Logotype for Proto Labs Inc

Proto Labs (PRLB) Q1 2026 earnings summary

Event summary combining transcript, slides, and related documents.

Logotype for Proto Labs Inc

Q1 2026 earnings summary

9 May, 2026

Executive summary

  • Achieved record Q1 2026 revenue of $139.3 million, up 10.4% year-over-year, driven by strong CNC machining and injection molding demand, especially in the U.S. and key sectors like aerospace and defense.

  • Non-GAAP EPS reached $0.54, the highest in over five years, up 62.8% year-over-year, with net income rising 125.4% to $8.1 million.

  • Revenue per customer contact increased 20.4% year-over-year, reflecting a focus on larger strategic customers, especially in aerospace, defense, and robotics.

  • Operational improvements, strategic resets in Europe, and disciplined execution contributed to sequential growth and margin expansion.

  • Strong demand for digital manufacturing services and continued investment in innovation and efficiency supported results.

Financial highlights

  • Non-GAAP gross margin expanded to 46.2%, up 140 basis points year-over-year and sequentially; GAAP gross margin improved to 45.6%.

  • Adjusted EBITDA was $22.8 million (16.3% of revenue), up from $17.4 million (13.8%) a year ago.

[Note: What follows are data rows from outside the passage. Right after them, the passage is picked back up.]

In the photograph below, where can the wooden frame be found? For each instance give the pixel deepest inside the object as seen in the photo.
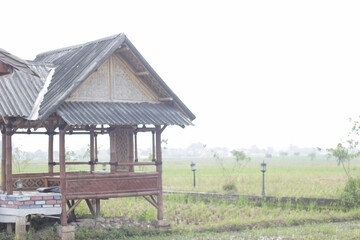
(91, 185)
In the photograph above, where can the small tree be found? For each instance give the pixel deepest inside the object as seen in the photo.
(343, 155)
(283, 154)
(231, 175)
(240, 156)
(312, 156)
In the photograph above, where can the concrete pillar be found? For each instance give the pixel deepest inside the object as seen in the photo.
(20, 228)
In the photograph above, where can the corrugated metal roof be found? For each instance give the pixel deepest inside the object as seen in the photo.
(19, 90)
(73, 66)
(83, 113)
(21, 94)
(16, 63)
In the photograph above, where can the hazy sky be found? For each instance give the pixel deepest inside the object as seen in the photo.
(270, 73)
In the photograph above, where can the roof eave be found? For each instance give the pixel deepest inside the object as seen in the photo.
(159, 79)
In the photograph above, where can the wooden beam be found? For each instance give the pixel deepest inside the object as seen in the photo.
(73, 207)
(159, 171)
(163, 128)
(9, 182)
(135, 137)
(97, 208)
(3, 159)
(92, 150)
(131, 150)
(62, 130)
(154, 151)
(91, 208)
(96, 150)
(50, 130)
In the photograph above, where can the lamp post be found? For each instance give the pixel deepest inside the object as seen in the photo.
(192, 165)
(19, 186)
(263, 170)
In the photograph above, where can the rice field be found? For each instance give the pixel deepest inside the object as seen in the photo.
(194, 218)
(291, 176)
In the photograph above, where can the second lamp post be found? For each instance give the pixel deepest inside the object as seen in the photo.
(263, 170)
(192, 165)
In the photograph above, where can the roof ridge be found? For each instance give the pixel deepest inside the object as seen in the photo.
(77, 46)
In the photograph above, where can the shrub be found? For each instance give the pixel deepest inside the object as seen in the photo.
(230, 188)
(350, 198)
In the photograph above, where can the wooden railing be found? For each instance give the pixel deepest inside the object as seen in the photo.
(106, 185)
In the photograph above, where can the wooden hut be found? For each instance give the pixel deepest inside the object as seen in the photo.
(100, 87)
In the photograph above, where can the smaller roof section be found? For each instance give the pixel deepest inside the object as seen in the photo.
(88, 113)
(9, 62)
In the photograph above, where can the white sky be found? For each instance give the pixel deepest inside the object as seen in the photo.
(270, 73)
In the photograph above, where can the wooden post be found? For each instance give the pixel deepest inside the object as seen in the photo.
(63, 217)
(92, 151)
(20, 228)
(112, 151)
(159, 170)
(96, 152)
(131, 149)
(51, 146)
(136, 157)
(97, 208)
(154, 154)
(3, 159)
(9, 182)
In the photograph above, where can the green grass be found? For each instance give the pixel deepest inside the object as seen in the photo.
(285, 176)
(348, 230)
(194, 218)
(292, 176)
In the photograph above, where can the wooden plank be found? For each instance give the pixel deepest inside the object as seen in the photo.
(111, 195)
(111, 185)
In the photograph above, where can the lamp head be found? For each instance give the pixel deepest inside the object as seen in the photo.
(192, 165)
(263, 167)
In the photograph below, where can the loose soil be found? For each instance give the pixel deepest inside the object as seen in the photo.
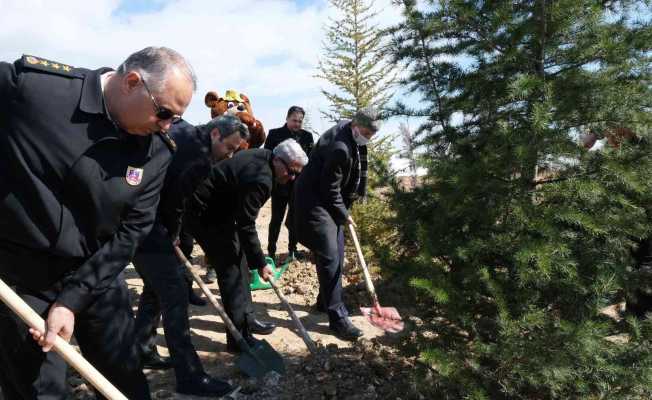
(372, 368)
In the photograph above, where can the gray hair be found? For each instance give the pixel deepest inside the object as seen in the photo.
(154, 64)
(228, 125)
(368, 117)
(290, 151)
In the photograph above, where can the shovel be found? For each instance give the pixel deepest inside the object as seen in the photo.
(302, 331)
(63, 348)
(254, 361)
(385, 318)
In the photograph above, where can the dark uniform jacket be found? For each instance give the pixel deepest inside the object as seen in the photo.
(276, 136)
(232, 196)
(190, 166)
(326, 188)
(77, 193)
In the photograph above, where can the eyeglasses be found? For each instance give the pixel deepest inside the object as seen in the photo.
(162, 113)
(291, 173)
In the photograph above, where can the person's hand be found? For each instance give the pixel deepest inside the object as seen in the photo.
(265, 273)
(60, 321)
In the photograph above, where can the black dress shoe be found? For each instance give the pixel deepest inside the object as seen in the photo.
(319, 307)
(259, 327)
(153, 360)
(345, 330)
(207, 386)
(233, 347)
(195, 300)
(210, 276)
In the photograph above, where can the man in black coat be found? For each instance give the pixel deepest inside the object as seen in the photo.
(165, 292)
(83, 155)
(282, 193)
(332, 180)
(222, 218)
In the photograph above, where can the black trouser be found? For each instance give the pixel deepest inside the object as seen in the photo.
(222, 248)
(326, 242)
(104, 332)
(186, 244)
(281, 200)
(165, 294)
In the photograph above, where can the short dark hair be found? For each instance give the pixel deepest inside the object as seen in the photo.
(227, 125)
(295, 109)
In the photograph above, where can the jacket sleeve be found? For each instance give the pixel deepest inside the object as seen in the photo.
(309, 142)
(8, 88)
(173, 201)
(251, 199)
(93, 277)
(330, 183)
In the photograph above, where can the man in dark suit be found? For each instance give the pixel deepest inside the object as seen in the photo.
(165, 292)
(335, 176)
(222, 217)
(282, 193)
(83, 155)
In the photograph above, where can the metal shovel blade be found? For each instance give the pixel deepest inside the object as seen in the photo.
(385, 318)
(256, 361)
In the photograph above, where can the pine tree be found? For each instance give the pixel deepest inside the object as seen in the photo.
(354, 61)
(409, 152)
(519, 235)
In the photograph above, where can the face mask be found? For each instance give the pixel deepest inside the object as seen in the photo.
(359, 139)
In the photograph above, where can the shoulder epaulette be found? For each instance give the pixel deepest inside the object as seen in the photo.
(53, 67)
(169, 141)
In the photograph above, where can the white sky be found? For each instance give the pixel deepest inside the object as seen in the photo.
(267, 49)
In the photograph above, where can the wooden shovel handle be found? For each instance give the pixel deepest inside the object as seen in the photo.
(363, 265)
(302, 331)
(63, 348)
(211, 297)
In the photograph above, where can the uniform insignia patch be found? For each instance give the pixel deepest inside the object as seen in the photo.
(134, 176)
(47, 65)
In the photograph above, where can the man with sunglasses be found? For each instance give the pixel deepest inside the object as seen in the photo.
(83, 155)
(328, 186)
(221, 215)
(165, 293)
(282, 193)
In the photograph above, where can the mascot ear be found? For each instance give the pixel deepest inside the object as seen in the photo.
(247, 103)
(210, 99)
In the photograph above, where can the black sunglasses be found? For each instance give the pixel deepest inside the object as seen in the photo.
(291, 173)
(162, 113)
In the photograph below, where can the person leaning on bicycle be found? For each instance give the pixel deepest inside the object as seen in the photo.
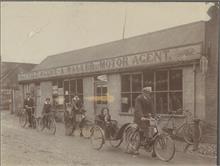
(143, 108)
(47, 108)
(29, 107)
(78, 111)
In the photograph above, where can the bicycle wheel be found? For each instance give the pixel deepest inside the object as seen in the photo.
(52, 126)
(86, 130)
(34, 123)
(23, 119)
(133, 140)
(188, 132)
(40, 124)
(97, 137)
(164, 147)
(116, 143)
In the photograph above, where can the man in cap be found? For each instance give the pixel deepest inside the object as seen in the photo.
(28, 106)
(143, 108)
(47, 108)
(143, 105)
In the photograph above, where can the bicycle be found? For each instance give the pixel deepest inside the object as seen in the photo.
(102, 132)
(48, 122)
(24, 118)
(187, 127)
(81, 122)
(149, 136)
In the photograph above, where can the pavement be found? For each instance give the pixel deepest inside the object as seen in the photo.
(25, 146)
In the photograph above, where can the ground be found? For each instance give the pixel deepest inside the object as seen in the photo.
(25, 146)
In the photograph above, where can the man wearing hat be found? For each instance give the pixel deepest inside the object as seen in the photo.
(143, 107)
(28, 106)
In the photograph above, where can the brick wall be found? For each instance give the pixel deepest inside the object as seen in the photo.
(211, 42)
(88, 93)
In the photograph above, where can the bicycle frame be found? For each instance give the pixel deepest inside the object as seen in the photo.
(175, 129)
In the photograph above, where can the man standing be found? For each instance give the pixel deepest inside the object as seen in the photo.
(47, 108)
(28, 106)
(143, 105)
(143, 108)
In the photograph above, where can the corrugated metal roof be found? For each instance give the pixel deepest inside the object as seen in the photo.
(176, 36)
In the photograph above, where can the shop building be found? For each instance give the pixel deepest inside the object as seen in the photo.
(177, 63)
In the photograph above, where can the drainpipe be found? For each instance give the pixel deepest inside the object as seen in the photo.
(194, 100)
(195, 121)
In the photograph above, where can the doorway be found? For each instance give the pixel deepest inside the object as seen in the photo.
(101, 91)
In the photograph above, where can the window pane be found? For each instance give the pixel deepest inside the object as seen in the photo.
(134, 96)
(125, 83)
(175, 101)
(79, 86)
(66, 98)
(66, 87)
(161, 80)
(161, 103)
(104, 95)
(98, 94)
(73, 87)
(60, 83)
(104, 90)
(176, 80)
(125, 102)
(149, 79)
(98, 90)
(136, 83)
(81, 97)
(54, 82)
(71, 98)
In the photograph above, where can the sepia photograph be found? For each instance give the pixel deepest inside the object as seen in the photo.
(109, 83)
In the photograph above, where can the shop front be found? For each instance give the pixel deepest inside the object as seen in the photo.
(173, 74)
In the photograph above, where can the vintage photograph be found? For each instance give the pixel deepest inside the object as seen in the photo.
(109, 83)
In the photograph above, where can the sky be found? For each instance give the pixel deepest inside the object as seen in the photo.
(31, 31)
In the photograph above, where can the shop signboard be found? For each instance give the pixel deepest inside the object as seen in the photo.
(179, 54)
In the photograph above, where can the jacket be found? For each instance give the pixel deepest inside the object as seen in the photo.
(143, 106)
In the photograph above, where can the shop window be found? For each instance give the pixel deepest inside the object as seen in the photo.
(166, 86)
(175, 80)
(60, 83)
(136, 82)
(175, 99)
(71, 88)
(148, 79)
(131, 86)
(79, 86)
(125, 83)
(161, 102)
(101, 94)
(161, 80)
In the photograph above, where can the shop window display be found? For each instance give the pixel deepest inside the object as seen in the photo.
(166, 89)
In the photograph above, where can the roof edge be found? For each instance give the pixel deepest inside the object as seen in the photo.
(132, 37)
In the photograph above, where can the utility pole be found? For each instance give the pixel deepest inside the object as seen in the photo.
(125, 17)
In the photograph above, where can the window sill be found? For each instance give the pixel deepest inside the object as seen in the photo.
(161, 115)
(125, 114)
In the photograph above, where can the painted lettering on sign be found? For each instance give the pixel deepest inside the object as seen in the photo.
(179, 54)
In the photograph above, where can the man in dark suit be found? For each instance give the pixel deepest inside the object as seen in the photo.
(143, 108)
(29, 107)
(143, 105)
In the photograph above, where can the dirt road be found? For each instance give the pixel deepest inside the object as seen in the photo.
(25, 146)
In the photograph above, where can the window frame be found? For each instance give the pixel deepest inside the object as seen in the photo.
(154, 91)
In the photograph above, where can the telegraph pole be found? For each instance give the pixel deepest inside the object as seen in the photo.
(124, 24)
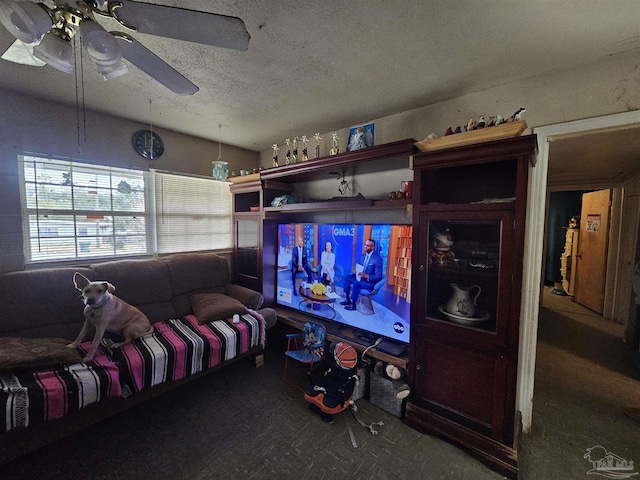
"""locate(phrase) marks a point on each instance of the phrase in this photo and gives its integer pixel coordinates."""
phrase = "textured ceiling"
(320, 66)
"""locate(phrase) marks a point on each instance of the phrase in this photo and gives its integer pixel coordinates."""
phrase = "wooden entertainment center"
(462, 369)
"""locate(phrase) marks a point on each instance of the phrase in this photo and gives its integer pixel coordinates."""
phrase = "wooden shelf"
(371, 157)
(339, 205)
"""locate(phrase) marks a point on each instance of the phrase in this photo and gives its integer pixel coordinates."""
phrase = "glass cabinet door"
(463, 260)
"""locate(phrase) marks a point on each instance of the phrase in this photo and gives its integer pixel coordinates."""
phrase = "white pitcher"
(461, 303)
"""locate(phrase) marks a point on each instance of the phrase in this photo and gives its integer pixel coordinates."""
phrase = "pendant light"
(220, 170)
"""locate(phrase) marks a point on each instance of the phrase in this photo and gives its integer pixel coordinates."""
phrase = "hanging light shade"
(55, 51)
(103, 49)
(26, 21)
(220, 170)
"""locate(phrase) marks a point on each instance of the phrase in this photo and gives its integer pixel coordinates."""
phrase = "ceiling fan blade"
(182, 24)
(20, 52)
(154, 66)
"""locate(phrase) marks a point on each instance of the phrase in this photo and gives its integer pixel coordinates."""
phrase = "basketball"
(345, 355)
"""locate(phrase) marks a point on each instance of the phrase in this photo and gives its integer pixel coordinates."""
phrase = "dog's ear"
(80, 281)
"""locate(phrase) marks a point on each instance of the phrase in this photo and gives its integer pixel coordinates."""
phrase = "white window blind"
(72, 210)
(192, 213)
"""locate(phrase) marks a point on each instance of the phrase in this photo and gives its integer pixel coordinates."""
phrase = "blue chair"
(306, 347)
(364, 304)
(300, 276)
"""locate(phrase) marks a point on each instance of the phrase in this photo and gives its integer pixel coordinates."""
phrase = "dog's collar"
(105, 299)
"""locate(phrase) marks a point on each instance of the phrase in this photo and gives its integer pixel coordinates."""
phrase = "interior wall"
(34, 126)
(608, 86)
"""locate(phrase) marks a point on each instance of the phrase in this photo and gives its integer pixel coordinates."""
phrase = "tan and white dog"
(107, 313)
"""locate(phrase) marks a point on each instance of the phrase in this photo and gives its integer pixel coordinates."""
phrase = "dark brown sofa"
(45, 303)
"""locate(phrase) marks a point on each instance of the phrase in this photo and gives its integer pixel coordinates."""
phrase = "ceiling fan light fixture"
(55, 52)
(26, 21)
(101, 46)
(113, 70)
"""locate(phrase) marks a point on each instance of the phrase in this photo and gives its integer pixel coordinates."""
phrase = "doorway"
(575, 174)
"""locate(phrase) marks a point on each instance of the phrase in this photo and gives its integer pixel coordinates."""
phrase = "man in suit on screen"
(367, 278)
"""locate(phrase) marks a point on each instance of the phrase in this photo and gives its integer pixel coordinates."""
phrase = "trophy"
(287, 156)
(318, 138)
(294, 154)
(305, 142)
(334, 144)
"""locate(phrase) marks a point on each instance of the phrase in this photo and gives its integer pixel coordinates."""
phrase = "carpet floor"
(243, 422)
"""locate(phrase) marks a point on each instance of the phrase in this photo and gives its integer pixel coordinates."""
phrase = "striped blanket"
(28, 396)
(178, 348)
(181, 347)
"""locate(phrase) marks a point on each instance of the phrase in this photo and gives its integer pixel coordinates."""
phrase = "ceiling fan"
(44, 33)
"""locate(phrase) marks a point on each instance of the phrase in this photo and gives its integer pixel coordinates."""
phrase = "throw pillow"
(208, 307)
(19, 353)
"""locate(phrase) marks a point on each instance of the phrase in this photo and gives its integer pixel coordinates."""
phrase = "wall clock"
(148, 144)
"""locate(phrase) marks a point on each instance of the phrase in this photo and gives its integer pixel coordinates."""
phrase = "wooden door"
(592, 250)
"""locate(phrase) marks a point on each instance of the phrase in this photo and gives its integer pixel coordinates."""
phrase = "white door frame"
(534, 236)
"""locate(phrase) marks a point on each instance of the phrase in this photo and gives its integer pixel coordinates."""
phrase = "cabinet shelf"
(378, 158)
(339, 205)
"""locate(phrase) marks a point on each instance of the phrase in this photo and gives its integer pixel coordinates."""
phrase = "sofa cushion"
(18, 352)
(143, 283)
(190, 272)
(41, 303)
(209, 307)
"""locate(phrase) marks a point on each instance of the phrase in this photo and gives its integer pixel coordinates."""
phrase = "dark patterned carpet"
(243, 422)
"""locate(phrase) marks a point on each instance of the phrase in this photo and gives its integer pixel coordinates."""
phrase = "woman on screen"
(327, 262)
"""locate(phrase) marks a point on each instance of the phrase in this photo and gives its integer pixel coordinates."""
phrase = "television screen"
(370, 293)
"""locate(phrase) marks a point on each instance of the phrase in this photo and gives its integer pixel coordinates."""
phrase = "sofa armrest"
(249, 298)
(270, 316)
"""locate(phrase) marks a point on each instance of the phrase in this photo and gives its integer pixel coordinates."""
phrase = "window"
(191, 213)
(72, 210)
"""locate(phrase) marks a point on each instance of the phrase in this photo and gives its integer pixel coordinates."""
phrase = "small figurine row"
(291, 154)
(482, 123)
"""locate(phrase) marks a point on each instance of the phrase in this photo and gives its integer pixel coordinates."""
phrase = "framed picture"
(360, 136)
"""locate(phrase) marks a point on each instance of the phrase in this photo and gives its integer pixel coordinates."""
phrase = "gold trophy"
(294, 154)
(318, 138)
(287, 156)
(305, 142)
(334, 144)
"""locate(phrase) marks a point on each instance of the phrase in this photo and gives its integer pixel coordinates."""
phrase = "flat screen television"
(385, 313)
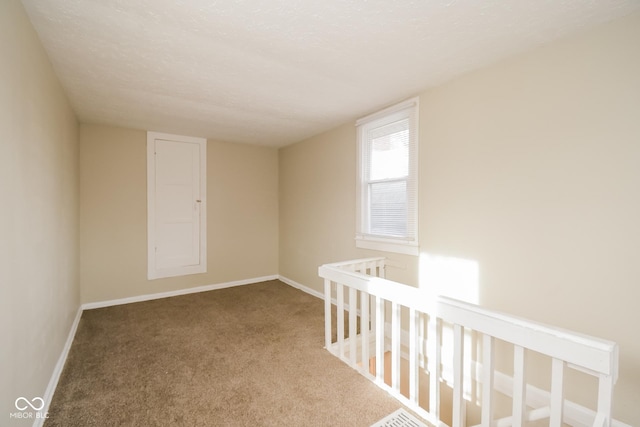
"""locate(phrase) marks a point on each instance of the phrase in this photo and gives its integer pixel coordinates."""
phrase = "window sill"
(378, 244)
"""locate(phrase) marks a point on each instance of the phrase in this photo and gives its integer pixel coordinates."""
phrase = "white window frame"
(364, 239)
(152, 271)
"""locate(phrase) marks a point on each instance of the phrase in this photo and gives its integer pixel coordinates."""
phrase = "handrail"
(595, 356)
(582, 350)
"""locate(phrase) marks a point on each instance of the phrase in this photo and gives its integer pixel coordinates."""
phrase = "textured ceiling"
(274, 72)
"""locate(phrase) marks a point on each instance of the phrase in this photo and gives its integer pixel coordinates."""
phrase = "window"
(387, 179)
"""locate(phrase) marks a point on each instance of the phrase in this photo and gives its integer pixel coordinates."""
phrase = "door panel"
(177, 201)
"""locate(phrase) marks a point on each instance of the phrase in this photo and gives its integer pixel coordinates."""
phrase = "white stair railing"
(389, 318)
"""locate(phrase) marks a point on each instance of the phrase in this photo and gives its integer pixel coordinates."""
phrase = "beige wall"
(242, 226)
(39, 288)
(529, 168)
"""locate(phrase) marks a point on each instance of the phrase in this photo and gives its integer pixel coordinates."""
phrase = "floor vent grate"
(400, 418)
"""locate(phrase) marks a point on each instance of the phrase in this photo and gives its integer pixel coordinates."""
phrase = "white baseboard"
(149, 297)
(301, 287)
(57, 370)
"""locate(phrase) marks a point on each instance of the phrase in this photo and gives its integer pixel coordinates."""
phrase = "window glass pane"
(390, 151)
(388, 208)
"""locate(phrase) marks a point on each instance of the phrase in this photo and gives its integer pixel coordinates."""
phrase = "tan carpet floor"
(245, 356)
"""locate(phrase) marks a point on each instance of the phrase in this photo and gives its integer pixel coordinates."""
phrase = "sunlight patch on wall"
(451, 277)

  • Operating income more than doubled to $9.8 million; GAAP operating margin improved to 7.1%, non-GAAP to 11.0%.

  • Cash generated from operations was $17.5 million; cash and investments totaled $158 million at quarter-end, with no debt.

  • Capital expenditures were $3.5 million in Q1 2026.

Outlook and guidance

  • Full-year 2026 revenue growth expected at 6%-8%; Q2 2026 revenue guidance of $140-$148 million, with non-GAAP EPS guidance of $0.50-$0.58.

  • Q2 non-GAAP effective tax rate expected between 25%-26%; gross margin expected flat to slightly down quarter-over-quarter, but up for the full year.

  • Management expects continued investment in technology, R&D, and personnel to support growth, with operating expenses anticipated to rise.

  • Existing cash and cash equivalents, along with operating cash flow, are expected to be sufficient for at least the next 12 months.